蓝悦珊忘乎所以了:“谢……谢胡白谢腐败!”
“又喊绰号!”胡白嗔怪地白了他一眼。
蓝悦珊手舞足蹈了:“那……谢胡厂长谢常厂长,谢恒州锌品总厂全体职工,谢恒州锌品总厂的炉子设备,谢恒州锌品总厂的一草一木!”
蓝悦珊异常兴奋,突然间,情不自禁地伸手箍着胡白的腰身,并给胡白脸上一个重重的吻。
胡白迅速反应过来了,把蓝悦珊猛地一推。
蓝悦珊马上松开了手,尴尬地退到了一旁,脸上不禁泛起了红晕。
“不用谢,只要你不再给我添麻烦!”胡白低头开始洗菜,接着冷冷地说:“你走吧,免得等下江溪回来,又引起误会。”
谁知,蓝悦珊忽然毫不客气地说:“你想赶走客人?没风度!哼,今天你赶不走我,而且还要请我吃饭,还要搞两个好菜给我吃!”
胡白抬头冷冷地望着她,心想这家伙太放肆了,我帮了你,竟还要我搞好吃的!
蓝悦珊挨近胡白,拍着他的肩膀,甜蜜而俏皮地问:“不想请?你不要我好好帮你一把了?”
“帮什么?”胡白不知她葫芦里卖的什么药。
蓝悦珊得意洋洋地说:“拿出好吃的,做两个好菜,啊……我吃好了,救你的命!”
“救我的命?”
“那当然啊!给你彻底解决原料问题,不是救你的命?”
胡白将信将疑地问:“你能帮我们解决原料?”
蓝悦珊踌躇满志地回答:“那当然。我做了这么多年贸易,这点能耐都没有?”
胡白的情绪油然好转,他想了想,说:“嗯,好吧,你去看冰箱,有什么喜欢吃的,拿出来做就是。”
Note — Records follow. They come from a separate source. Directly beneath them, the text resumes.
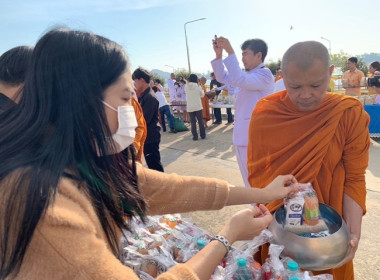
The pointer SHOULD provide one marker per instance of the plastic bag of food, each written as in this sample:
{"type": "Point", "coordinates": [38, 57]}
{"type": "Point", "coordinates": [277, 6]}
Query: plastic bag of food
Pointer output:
{"type": "Point", "coordinates": [302, 211]}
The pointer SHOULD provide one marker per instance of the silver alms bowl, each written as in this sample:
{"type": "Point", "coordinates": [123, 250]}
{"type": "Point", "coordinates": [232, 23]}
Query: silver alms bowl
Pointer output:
{"type": "Point", "coordinates": [314, 253]}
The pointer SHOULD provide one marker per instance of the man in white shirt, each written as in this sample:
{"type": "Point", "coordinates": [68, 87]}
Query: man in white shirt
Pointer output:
{"type": "Point", "coordinates": [171, 87]}
{"type": "Point", "coordinates": [250, 85]}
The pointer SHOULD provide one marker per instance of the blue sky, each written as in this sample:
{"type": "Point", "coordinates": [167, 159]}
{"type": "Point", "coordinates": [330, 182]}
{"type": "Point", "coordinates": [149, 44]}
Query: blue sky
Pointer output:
{"type": "Point", "coordinates": [152, 32]}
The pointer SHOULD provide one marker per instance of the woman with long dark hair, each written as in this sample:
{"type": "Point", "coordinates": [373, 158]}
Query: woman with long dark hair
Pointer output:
{"type": "Point", "coordinates": [64, 187]}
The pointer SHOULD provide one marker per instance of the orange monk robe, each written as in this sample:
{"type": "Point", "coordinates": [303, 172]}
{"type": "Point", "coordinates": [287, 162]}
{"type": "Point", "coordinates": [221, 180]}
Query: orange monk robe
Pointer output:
{"type": "Point", "coordinates": [328, 146]}
{"type": "Point", "coordinates": [140, 130]}
{"type": "Point", "coordinates": [205, 105]}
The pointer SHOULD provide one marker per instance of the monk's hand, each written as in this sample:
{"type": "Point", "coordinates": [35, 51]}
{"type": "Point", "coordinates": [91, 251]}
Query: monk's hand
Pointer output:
{"type": "Point", "coordinates": [354, 243]}
{"type": "Point", "coordinates": [280, 187]}
{"type": "Point", "coordinates": [247, 223]}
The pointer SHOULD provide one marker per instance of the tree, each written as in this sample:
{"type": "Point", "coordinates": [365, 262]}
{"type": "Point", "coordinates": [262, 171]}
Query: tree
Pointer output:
{"type": "Point", "coordinates": [273, 66]}
{"type": "Point", "coordinates": [340, 60]}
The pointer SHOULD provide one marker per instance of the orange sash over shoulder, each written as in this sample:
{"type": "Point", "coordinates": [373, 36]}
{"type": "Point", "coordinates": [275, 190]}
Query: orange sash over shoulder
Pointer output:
{"type": "Point", "coordinates": [140, 130]}
{"type": "Point", "coordinates": [328, 147]}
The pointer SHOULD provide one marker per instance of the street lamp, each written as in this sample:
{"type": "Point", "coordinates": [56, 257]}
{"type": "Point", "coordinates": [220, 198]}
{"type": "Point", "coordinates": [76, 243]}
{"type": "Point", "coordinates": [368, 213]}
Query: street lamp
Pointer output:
{"type": "Point", "coordinates": [323, 38]}
{"type": "Point", "coordinates": [187, 47]}
{"type": "Point", "coordinates": [170, 67]}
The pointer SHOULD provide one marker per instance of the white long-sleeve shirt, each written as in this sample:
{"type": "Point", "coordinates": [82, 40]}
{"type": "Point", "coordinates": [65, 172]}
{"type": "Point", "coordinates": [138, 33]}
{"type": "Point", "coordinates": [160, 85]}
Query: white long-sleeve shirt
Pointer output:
{"type": "Point", "coordinates": [172, 89]}
{"type": "Point", "coordinates": [250, 87]}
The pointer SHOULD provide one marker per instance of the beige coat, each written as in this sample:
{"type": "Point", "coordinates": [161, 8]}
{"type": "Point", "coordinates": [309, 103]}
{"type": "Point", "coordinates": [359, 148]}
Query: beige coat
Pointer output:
{"type": "Point", "coordinates": [69, 242]}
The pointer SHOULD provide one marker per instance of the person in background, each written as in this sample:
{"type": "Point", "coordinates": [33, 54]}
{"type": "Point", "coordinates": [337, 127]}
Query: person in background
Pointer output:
{"type": "Point", "coordinates": [149, 103]}
{"type": "Point", "coordinates": [214, 84]}
{"type": "Point", "coordinates": [182, 97]}
{"type": "Point", "coordinates": [65, 189]}
{"type": "Point", "coordinates": [13, 67]}
{"type": "Point", "coordinates": [157, 83]}
{"type": "Point", "coordinates": [164, 109]}
{"type": "Point", "coordinates": [171, 86]}
{"type": "Point", "coordinates": [353, 77]}
{"type": "Point", "coordinates": [373, 67]}
{"type": "Point", "coordinates": [252, 84]}
{"type": "Point", "coordinates": [320, 137]}
{"type": "Point", "coordinates": [205, 102]}
{"type": "Point", "coordinates": [278, 74]}
{"type": "Point", "coordinates": [227, 90]}
{"type": "Point", "coordinates": [194, 93]}
{"type": "Point", "coordinates": [141, 131]}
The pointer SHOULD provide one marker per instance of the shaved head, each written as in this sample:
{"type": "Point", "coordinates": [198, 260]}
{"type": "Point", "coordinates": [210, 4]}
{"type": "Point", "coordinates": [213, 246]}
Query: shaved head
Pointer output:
{"type": "Point", "coordinates": [303, 54]}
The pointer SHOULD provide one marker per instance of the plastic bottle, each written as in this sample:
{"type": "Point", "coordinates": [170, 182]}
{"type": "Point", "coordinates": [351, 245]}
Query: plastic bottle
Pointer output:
{"type": "Point", "coordinates": [201, 243]}
{"type": "Point", "coordinates": [243, 272]}
{"type": "Point", "coordinates": [293, 270]}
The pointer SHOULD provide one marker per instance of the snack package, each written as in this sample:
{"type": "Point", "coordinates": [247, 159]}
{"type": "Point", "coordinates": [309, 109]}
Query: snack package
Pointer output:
{"type": "Point", "coordinates": [302, 211]}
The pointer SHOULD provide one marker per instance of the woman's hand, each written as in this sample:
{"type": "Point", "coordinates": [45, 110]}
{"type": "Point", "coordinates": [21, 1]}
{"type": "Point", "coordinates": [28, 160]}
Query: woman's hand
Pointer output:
{"type": "Point", "coordinates": [217, 48]}
{"type": "Point", "coordinates": [280, 187]}
{"type": "Point", "coordinates": [246, 224]}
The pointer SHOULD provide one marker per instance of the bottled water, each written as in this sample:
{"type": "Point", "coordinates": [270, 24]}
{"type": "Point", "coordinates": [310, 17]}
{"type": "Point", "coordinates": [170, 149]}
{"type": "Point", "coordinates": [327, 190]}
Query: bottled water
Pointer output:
{"type": "Point", "coordinates": [243, 272]}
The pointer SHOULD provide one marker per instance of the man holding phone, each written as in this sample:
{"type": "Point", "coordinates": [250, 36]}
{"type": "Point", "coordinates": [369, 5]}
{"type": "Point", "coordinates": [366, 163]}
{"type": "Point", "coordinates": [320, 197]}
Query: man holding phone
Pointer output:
{"type": "Point", "coordinates": [250, 85]}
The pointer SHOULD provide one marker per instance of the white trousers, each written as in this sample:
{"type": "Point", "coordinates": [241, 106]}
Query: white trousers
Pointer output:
{"type": "Point", "coordinates": [241, 156]}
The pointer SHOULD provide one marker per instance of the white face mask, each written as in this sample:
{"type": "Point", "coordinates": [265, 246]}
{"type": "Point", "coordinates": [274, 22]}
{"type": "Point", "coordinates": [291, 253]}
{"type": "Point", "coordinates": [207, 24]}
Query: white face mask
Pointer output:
{"type": "Point", "coordinates": [126, 132]}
蓝悦珊妩媚地笑了笑,然后自己动手打开冰箱,她发现里面有水饺,于是端出来,兴致勃勃地说:“啊,有水饺呀,就吃它!我最喜欢!”
“可以。”
“你们在新疆呆了那么多年,经常包饺子吃吧?”蓝悦珊问。
胡白不理睬她。
见胡白又是一本正经了,蓝悦珊想用一个笑话逗一逗胡白,于是说:“讲个关于水饺的笑话给你听。”
胡白随口而答:“啊?水饺还有笑话嘛?”
“有呀,你听吧。”蓝悦珊饶有兴趣地讲开了:“一南方男人,到北方后,问女服务员:水饺多少钱一碗?女服务员误听成:睡觉多少钱一晚?于是骂:流氓!男人说:六毛?这么便宜?我来三碗!女服务员听成是三晚,因此给了男人一个耳光!”
“你胡编!”
“我是不是编的你呀?那男人是不是你呀?”蓝悦珊笑着问。
胡白没理睬蓝悦珊,继续低头洗菜。
蓝悦珊走近胡白,把他从洗菜池边推开:“你不会做家务活,我来洗!”
蓝悦珊说着,挽起袖子洗菜。
胡白走向客厅门口,把刚被蓝悦珊关好的客厅门打开,然后坐到沙发上,看着放在沙发上的冶炼资料。
此时,蓝悦珊上衣口袋的手机响了,她叫胡白赶紧取出手机。
胡白走近她,但迟疑不敢伸手。
她嗔怪:“哟,哟,哟,假正经了?这是掏口袋,又不是叫你摸别的!”
胡白还是犹豫。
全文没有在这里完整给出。